どうやら僕をお母さんと勘違いしているようだ。
でも、こんなに荒れた彼女の声は聞いたことがない。
「あの・・・こんばんは・・・」
僕は恐る恐る声を掛けた。
「え! 雄喜?」
彼女はびっくりした声で叫んだ。
「うん・・・」
「え? 嘘? なんで? ちょっと待ってよ」
彼女は毛布の中でごそごそし始め、隙間から少しだけ顔を覗かせた。
毛布の中の彼女と目が合う。
子猫のような、なんとも怯えた目だった。
彼女はすぐにまた毛布を被った。
「ごめーん。ちょっと準備するからさ、心と顔の・・・五分、いや三分だけ部屋の外で待っててくれる?」
「ああ、ごめんね。そうだよね。じゃあ外にいるね」
「ごめん。終わったら呼ぶから」
やっぱり急に女の子の病室に入るのは失礼だったよな。
そう思いながら僕は病室から出た。
薄暗い廊下でしばらく待った。
病室に入った時の彼女の最初の声。
まるで別人のようだった。
明らかに普通ではないことが分かる。
「おっけー。もういいよ」
中から僕を呼ぶ声が聞こえた。
僕はドアを開け再び中へ入った。
「待たせてごめんね。いやあ、びっくりさせないでよ。どうしたのこんな時間に」
「ああ。こっちこそごめんね、突然に」
よかった。そこにいたのはいつもの眩しい笑顔の彼女だった。
「あ、もしかして夜這い? 雄喜にしては度胸あるね。ちょっと見直したよ。病人なんだからやさしくしてよね」
「あの、僕、すごく心配して来たんだけど」
「フフッ、ごめんごめん。つい嬉しくてさ」
「でもよかったよ。咲季が元気そうで」
「私から元気取ったら何も無くなっちゃうよ。でも本当にどうしたの、こんな時間に?」
「あの・・・君のお母さんに呼ばれて来たんだ」
僕が正直にそう言うと、彼女の顔から笑顔がスッと消えた。
「どういうこと?・・・」
――え?
彼女は何か言いたげな顔になった。
そうだった。お母さんに頼まれてたというのは秘密だったんだ。
でも、僕はもうこれ以上嘘はつけなかった。
つきたくなかった。
すべてを正直に言うのは今しかない、そう思った。
僕は今までの彼女のお母さんとのやりとりを正直に話した。
お母さんから僕に『咲季に会ってやってほしい』と頼んできたことや、病気の本当のことは知らないふりをするように言われたこと、すべて話した。

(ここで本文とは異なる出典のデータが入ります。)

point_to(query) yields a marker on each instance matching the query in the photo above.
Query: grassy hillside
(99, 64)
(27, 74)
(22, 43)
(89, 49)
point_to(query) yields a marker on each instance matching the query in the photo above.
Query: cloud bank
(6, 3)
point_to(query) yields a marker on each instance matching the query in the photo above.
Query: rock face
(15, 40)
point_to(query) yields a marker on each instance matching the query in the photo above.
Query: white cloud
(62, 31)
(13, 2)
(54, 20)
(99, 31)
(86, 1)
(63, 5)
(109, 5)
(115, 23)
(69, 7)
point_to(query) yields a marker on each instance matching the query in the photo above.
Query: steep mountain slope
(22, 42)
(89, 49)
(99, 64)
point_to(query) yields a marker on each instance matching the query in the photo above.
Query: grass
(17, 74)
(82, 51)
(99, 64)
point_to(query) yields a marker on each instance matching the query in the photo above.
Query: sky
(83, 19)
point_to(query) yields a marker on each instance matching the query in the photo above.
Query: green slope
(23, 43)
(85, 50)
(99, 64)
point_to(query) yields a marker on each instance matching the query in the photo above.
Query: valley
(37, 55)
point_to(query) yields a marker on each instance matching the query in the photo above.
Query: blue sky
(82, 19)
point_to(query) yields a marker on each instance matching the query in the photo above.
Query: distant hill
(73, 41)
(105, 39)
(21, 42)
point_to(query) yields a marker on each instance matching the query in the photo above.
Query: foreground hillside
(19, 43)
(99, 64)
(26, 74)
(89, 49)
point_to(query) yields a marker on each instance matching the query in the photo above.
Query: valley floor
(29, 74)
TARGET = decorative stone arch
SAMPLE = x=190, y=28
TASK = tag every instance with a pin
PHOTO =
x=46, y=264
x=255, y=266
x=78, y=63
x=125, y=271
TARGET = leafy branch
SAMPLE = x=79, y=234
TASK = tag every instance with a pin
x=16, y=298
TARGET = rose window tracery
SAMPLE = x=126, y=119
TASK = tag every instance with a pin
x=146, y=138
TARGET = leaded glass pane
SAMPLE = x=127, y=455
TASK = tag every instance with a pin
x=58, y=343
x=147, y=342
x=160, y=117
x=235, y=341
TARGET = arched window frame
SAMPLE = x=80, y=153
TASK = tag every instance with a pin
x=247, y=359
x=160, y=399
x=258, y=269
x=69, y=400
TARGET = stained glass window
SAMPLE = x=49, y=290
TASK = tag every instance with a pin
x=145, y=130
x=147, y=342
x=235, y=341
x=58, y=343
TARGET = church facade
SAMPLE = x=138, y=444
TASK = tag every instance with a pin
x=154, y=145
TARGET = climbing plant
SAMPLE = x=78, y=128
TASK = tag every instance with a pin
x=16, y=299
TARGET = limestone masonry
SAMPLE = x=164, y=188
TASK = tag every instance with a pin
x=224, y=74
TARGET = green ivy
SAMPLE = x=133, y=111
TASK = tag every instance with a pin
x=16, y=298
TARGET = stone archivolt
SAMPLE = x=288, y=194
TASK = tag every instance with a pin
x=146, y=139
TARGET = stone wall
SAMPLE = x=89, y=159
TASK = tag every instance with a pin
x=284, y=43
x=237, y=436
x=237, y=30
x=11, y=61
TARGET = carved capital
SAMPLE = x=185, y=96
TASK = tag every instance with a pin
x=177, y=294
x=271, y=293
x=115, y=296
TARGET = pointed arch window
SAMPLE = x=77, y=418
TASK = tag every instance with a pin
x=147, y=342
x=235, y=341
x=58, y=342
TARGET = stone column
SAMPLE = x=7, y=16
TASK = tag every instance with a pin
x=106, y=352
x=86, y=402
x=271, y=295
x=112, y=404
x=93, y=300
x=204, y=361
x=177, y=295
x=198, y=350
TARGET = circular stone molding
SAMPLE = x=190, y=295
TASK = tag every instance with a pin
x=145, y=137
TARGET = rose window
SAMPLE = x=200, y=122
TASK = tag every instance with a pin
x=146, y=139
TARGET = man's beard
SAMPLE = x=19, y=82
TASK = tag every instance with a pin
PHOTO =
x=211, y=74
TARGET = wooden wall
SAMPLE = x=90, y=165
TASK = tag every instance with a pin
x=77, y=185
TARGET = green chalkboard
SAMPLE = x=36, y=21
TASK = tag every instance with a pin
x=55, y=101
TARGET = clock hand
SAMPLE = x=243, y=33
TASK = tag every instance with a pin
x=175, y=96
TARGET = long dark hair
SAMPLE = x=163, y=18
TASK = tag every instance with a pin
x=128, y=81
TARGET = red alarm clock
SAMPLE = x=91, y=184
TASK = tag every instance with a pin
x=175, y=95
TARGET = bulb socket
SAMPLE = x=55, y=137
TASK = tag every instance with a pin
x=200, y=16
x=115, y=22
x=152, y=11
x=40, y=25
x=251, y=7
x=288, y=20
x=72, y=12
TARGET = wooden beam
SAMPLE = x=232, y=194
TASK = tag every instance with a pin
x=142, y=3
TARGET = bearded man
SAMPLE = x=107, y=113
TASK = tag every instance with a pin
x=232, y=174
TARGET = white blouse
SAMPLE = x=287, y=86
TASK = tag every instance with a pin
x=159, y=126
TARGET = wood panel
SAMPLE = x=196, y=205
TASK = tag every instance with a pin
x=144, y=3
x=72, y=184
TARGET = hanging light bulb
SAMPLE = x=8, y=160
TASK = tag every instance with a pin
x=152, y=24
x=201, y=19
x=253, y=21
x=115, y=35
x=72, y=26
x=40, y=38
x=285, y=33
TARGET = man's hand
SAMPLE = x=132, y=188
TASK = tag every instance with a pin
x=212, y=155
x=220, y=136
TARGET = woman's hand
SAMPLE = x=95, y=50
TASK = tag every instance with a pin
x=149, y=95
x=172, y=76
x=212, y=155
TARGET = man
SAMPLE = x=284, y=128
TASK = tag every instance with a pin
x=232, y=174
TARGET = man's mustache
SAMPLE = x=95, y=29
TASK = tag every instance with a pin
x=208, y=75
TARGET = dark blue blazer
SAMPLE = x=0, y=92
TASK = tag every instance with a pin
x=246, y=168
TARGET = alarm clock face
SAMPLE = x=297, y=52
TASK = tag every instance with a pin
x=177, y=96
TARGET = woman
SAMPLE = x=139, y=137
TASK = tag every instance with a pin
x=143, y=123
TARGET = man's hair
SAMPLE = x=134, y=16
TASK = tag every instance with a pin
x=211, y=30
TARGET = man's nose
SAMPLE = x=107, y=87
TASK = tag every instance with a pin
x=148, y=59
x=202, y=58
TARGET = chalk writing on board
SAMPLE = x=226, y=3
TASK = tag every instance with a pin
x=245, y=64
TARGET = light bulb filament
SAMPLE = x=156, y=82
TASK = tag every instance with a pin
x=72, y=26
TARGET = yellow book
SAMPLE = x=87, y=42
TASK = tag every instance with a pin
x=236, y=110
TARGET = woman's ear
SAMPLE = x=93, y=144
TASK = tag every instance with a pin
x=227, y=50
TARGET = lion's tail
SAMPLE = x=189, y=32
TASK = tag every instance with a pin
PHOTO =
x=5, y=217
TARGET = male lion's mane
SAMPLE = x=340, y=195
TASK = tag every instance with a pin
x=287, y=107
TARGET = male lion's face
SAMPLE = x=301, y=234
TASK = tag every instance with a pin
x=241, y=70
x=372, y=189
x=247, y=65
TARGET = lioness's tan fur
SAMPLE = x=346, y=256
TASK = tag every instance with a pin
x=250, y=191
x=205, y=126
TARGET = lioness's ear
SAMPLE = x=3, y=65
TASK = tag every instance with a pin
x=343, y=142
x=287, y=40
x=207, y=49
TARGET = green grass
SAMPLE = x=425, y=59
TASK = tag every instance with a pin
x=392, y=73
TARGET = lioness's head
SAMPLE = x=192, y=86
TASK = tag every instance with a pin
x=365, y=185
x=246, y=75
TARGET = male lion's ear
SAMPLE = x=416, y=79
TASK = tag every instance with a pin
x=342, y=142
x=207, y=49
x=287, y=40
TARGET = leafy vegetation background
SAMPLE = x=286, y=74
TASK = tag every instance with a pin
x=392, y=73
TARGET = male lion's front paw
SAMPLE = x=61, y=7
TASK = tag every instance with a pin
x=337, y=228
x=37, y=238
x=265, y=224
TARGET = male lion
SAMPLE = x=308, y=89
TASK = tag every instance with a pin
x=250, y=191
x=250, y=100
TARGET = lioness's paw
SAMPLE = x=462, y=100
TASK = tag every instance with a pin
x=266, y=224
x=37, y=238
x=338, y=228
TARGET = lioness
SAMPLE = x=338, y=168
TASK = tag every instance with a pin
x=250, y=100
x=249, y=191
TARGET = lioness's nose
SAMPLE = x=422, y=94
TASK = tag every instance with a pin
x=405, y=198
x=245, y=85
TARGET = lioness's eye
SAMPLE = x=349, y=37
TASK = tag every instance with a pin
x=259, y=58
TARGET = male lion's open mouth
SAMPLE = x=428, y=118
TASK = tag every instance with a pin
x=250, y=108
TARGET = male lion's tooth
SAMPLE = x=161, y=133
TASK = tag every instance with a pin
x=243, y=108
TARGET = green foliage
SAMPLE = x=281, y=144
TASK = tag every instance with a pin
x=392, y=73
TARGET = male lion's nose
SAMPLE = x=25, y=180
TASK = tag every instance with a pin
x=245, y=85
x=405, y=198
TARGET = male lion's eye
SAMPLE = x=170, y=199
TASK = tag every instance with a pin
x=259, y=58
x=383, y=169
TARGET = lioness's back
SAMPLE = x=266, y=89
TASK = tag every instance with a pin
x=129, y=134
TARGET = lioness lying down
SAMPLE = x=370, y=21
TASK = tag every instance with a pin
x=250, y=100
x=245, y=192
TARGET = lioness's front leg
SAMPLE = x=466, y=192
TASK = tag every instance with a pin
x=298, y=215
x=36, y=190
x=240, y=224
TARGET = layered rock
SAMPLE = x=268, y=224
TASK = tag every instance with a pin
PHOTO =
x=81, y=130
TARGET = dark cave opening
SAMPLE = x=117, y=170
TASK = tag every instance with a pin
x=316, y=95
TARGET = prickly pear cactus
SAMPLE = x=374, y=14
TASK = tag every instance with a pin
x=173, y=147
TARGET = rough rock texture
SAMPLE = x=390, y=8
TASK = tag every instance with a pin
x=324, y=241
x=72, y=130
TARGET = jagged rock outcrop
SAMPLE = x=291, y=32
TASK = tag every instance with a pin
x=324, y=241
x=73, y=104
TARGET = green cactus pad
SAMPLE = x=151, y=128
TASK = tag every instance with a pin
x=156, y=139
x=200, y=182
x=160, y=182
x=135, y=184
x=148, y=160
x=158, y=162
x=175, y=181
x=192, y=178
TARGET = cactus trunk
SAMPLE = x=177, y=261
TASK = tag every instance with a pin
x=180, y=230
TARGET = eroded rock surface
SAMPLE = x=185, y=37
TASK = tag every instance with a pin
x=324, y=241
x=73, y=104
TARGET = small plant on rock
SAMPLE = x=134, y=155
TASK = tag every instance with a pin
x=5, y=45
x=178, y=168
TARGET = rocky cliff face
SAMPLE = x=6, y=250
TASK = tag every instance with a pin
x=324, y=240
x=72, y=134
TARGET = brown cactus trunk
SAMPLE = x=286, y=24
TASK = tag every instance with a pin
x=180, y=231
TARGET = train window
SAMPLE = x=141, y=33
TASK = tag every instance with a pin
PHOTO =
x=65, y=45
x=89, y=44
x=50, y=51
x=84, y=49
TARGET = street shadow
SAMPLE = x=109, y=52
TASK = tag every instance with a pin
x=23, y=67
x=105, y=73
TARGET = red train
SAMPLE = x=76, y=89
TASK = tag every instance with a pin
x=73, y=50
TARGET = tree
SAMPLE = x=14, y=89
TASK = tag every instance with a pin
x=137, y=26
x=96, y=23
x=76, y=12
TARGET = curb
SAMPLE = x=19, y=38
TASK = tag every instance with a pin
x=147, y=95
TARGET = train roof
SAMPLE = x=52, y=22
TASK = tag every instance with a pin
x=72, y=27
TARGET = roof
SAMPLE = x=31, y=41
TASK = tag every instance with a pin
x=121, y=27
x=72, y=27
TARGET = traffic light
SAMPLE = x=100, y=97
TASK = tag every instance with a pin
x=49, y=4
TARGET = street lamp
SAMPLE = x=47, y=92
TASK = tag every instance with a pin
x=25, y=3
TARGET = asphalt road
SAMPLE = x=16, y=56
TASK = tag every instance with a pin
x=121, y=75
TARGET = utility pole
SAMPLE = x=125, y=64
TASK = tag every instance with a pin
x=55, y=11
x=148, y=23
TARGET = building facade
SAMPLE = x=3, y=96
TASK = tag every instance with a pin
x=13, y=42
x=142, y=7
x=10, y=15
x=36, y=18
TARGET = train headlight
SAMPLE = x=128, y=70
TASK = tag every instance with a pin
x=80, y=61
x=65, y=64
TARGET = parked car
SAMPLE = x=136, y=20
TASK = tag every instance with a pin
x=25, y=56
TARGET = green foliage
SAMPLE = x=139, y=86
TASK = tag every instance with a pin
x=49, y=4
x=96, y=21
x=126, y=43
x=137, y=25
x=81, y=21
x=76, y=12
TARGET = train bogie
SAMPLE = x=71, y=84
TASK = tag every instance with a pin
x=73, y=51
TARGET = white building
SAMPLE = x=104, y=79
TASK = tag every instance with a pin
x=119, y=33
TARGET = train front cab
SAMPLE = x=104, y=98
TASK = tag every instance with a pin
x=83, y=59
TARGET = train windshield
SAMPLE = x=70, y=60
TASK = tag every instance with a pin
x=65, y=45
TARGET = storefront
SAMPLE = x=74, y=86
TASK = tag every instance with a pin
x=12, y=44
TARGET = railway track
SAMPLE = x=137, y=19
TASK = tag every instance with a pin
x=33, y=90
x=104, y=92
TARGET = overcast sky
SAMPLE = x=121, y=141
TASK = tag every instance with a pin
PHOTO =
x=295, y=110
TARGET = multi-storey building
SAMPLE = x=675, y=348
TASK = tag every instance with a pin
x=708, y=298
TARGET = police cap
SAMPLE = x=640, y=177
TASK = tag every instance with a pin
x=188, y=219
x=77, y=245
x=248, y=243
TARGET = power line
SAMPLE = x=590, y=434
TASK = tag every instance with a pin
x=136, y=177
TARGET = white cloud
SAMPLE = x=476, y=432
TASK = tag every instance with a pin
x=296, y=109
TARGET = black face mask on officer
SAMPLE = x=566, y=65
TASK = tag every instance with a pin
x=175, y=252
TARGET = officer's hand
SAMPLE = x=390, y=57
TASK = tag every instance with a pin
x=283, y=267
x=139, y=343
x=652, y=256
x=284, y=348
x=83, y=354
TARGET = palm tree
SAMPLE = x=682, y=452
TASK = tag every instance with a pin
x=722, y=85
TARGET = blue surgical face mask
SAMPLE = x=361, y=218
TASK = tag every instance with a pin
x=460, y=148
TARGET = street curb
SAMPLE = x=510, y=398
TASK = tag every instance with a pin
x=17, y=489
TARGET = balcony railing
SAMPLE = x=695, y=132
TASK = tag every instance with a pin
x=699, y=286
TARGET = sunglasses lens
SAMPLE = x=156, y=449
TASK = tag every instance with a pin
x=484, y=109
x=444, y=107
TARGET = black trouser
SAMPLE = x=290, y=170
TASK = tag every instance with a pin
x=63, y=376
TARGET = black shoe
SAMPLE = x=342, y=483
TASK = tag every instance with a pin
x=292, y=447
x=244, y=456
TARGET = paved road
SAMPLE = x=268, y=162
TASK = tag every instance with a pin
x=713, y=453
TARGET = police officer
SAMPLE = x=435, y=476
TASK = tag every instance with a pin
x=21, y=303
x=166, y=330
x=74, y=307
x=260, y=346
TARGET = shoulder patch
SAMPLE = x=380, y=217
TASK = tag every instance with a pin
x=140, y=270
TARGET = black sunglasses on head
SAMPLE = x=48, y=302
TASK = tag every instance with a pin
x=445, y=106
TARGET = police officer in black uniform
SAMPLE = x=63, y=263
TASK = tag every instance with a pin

彼女はそれを聞いたあと、しばらく下を向いて俯いていた。
「そうか・・・最初からお母さんが雄喜に頼んでくれてたんだ・・・ここに来るように」
「お母さん・・・すごく心配してたよ・・」
彼女は俯いたまま、しばらく黙り込んだ。
「さっきね、私、お母さんに酷いこと言っちゃった・・・」
「うん・・・」
「悪い事したな。お母さん、何も悪くないのにさ・・・」
「うん・・・」
僕はただ頷くだけだった。
それしかできなかった。
そんな自分が情けなかった。
「ねえ、何か言ってよ・・・」
「ごめんね・・・」
「あ、ごめん。君を責めてるわけじゃないからね」
彼女は申し訳なさそうに言った。
「ごめんね。僕、何も言ってあげられなくて」
「雄喜、私の本当の病気のこと、知ってたんだ」
「ごめんね。黙ってて」
僕は謝ることしかできなかった。
「謝るのは私だよ。病気のこと嘘ついてたのは私だもん。雄喜にだけは本当のこと言おうと思ってたんだよ、何度も何度も。でもそれを言ったら雄喜との今の関係が壊れちゃう気がして、怖かったんだ」
「そんなこと・・・そんな壊れるなんてことあるわけないよ」
僕は慌てて否定した。
すると、彼女はゆっくりと首を横に振った。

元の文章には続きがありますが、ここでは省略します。